The cash contained in the deposits is sorted as quickly as possible into the place reserved for it in the cash drawer, the operation being used, if time allows, as a second counting or checking of the amount. One of the things impressed on nearly all tellers is that it is dangerous to leave cash lying on the counter. It may be snatched through the wicket in front. A teller, whose counter is often piled with odds and ends of cash from deposits, lays himself open to the charge of slovenliness. When the practice is followed of getting the cash contained in a deposit out of the way before tackling another, there is not the same danger of a mix-up of deposits, which might cause trouble if an error existed in either.
The cheques on the bank itself, contained in the deposits, are to be stamped paid and cancelled at once. The paid stamp is placed over the drawer's signature,* the cancelling is done by drawing the pen heavily through the signature. As they are dead documents, these cheques must be treated at once so that they will be not negotiable. Then they are put on a file, and, as the opportunity offers, entered in the blotter along with other vouchers and passed out to the other departments.
The remittances, as they come in on the deposits, are kept apart in a clip. In the shape in which they are received, many of them, being endorsed in blank, and thus payable to bearer, could be negotiated by parties wrongfully obtaining them. Danger from this source can be obviated by stamping them at once - the bank's name clearly on the face, and "Pay to the order of ------------- Bank" on the back, immediately over the last endorsement.

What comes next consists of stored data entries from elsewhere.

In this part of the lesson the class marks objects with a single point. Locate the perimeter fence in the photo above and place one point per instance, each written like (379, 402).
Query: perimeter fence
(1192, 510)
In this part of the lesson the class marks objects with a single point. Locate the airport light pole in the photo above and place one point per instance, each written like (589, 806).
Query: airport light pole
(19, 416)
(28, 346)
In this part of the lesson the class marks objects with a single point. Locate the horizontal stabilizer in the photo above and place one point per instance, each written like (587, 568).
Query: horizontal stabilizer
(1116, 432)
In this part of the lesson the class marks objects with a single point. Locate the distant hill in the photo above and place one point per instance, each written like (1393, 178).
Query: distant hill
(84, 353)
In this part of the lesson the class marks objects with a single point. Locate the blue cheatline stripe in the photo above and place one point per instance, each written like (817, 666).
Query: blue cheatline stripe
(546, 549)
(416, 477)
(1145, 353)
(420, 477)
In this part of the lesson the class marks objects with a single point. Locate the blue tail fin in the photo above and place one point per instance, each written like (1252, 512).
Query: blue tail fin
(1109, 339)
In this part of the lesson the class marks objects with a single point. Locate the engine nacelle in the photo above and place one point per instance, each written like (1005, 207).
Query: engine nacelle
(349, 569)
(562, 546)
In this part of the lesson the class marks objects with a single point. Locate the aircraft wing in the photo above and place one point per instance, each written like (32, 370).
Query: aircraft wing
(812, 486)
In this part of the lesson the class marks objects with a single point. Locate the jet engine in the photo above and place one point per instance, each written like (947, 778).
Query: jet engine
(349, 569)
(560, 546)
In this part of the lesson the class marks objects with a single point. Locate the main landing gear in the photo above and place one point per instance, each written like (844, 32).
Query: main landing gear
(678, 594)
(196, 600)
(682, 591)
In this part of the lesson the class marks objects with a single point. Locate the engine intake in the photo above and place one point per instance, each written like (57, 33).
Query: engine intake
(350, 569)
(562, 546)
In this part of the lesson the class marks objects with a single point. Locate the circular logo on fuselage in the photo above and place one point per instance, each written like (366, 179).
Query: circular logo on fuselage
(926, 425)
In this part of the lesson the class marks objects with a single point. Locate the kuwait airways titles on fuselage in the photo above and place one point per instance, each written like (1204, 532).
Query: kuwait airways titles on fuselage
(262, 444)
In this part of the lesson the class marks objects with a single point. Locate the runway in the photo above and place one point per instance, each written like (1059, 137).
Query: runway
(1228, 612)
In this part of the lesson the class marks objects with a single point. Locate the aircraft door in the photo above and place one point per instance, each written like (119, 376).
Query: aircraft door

To effect collection they must be sent away to the points on which they are drawn, or to clearing centres. They will be of two classes - those which can be sent to other branches of the bank, and those which must go to other banks or other correspondents. All must be entered in the remittance book. This book can be subdivided as desired. There may be the two subdivisions - for the branches and for others; or one or two of the principal branches, to which large numbers of remittances are sent, may be given places by themselves. A separate place may be given to items on the United States; also to items on England. The items are numbered, and full particulars of each recorded in the book, so that all the necessary information for procuring duplicates is available. The remittances sent to branches are debited to the branches to which they are sent; the others are debited to the correspondent, if sent, for example, to a New York bank for credit of account, and to an account in the general ledger, which may be styled: "Cash Items," "Remittances," "Bank Collections," or something else, if they are sent for collection and remittance.
It is possible to debit to the branches some of the items on points where the bank has no branches. By way of example, let us suppose a bank in Ontario receives a cheque on some Nova Scotia point where the Bank of Montreal had a branch. The bank in Ontario might send it at debit to its own Montreal branch for the face amount, less the commission that the Bank of Montreal, Montreal, would charge for negotiating the item. Thus it would be cleared in Montreal.
This can be done without risk with certified cheques, drawn on banks of undoubted strength. A point that has to be considered is that the process causes a delay of a day in the presentment of the cheque at the bank on which it is drawn. As a rule, the bank is under obligation to forward these items to the places at which they are domiciled as quickly as possible. Should it happen that an item is sent by the slower process and the drawer or the drawee fail before it is presented, there might be a case against the bank for damages if the customer who deposited the item can prove that it would have been duly honored had it been sent direct.